03 November 2018, Sweetcrude, Lagos — With the U.S crude oil production reaching a new record high, it would be appropriate to say the country is now doing what the Organisation of the Petroleum Exporting Countries, OPEC blatantly refused to do.
U.S. crude oil production reached 11.3 million barrels per day (b/d) in August 2018, according to EIA’s latest Petroleum Supply Monthly, up from 10.9 million b/d in July, making it the first time that monthly U.S. production levels surpassed 11 million b/d.
U.S. crude oil production exceeded the Russian Ministry of Energy’s estimated August production of 11.2 million b/d, making the United States the leading crude oil producer in the world.
It would be recalled that recently, the U.S president, Donald Trump had called out OPEC to increase market supplies, however, OPEC had maintained its Declaration of Cooperation, DoC pact however with a slight increase. However, the U.S appears to be flooding the market to break OPEC’s monopoly.
In October, OPEC increased oil production to the highest level since 2016 to a level before the DoC was enacted, according to a recent Reuters survey. The highest output was from Saudi Arabia and the UAE.
There was also a rebound from Libya although the country is not part of the OPEC production cuts. The 15 countries in OPEC produced an average 33.31 million barrels per day in October, the highest since December 2016. That was also up 390,000 bpd from September.
In the U.S, monthly crude oil production reached a record high in several states. Texas had the highest record level at 4.6 million b/d, followed by North Dakota at 1.3 million b/d. Other states that had record-high production levels were New Mexico, Oklahoma, Colorado, and West Virginia. Production in the Federal Offshore Gulf of Mexico also hit a record high of 1.9 million b/d.
The Permian region, which is located in western Texas and eastern New Mexico, accounts for about 63% of total Texas crude oil production and 95% of total New Mexico crude oil production. From January 2018 to August 2018, Texas crude oil production increased by 683,000 b/d (15%) and New Mexico production increased by 182,000 b/d (25%).
The growth in Texas and New Mexico since the start of 2018 surpassed EIA’s previous expectations, which assumed that pipeline capacity constraints in the Permian region would dampen production growth in response to the increased differential between the West Texas Intermediate (WTI) crude oil price at Cushing, Oklahoma, and the WTI price at Midland, Texas.
In August 2018, this differential had grown to more than $16 per barrel (b), up from $0.43/b in January. However, industry efficiencies in pipeline utilization and increased trucking and rail transport in the region have allowed crude oil production to continue to grow at a higher rate than EIA expected.
From May through August, production in the Gulf of Mexico grew by an average of 130,000 b/d every month, a significant increase from the growth rate in the first four months of the year.
This increase was primarily the result of a number of fields returning to full production after several months of maintenance and other infrastructure issues that arose from Hurricanes Harvey and Nate in 2017.
U.S. crude oil production has increased significantly during the past ten years, driven mainly by production from tight oil formations using horizontal drilling and hydraulic fracturing.

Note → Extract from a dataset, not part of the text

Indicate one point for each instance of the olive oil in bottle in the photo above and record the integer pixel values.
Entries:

EIA estimates of crude oil production from tight formations in August 2018 reached 6.2 million b/d, or 55% of the national total.
WTI-Cushing spot prices averaged about $68/b in August, down from the July average of $71/b. EIA’s Short-Term Energy Outlook forecasts the average spot price for WTI to remain near that level in the fourth quarter of 2018.
The higher crude oil prices at the end of 2018 and throughout 2019 will likely support increased U.S. crude oil production. EIA forecasts U.S. crude oil production to increase by 1.0 million b/d in 2019.
With this new record from the U.S, OPEC’s Secretary-General, Mohammad Barkindo still maintains the group has become an “indispensable organ of stability” in the oil market, continuously breaking new frontiers and establishing energy dialogues with the EU, Russia, China, India and the US”- one wonders where the dialogue is between OPEC and U.S at this point.
From all indices, if care is not taken on the part of OPEC, the U.S might soon take over the group’s strongest point of market supply and price control.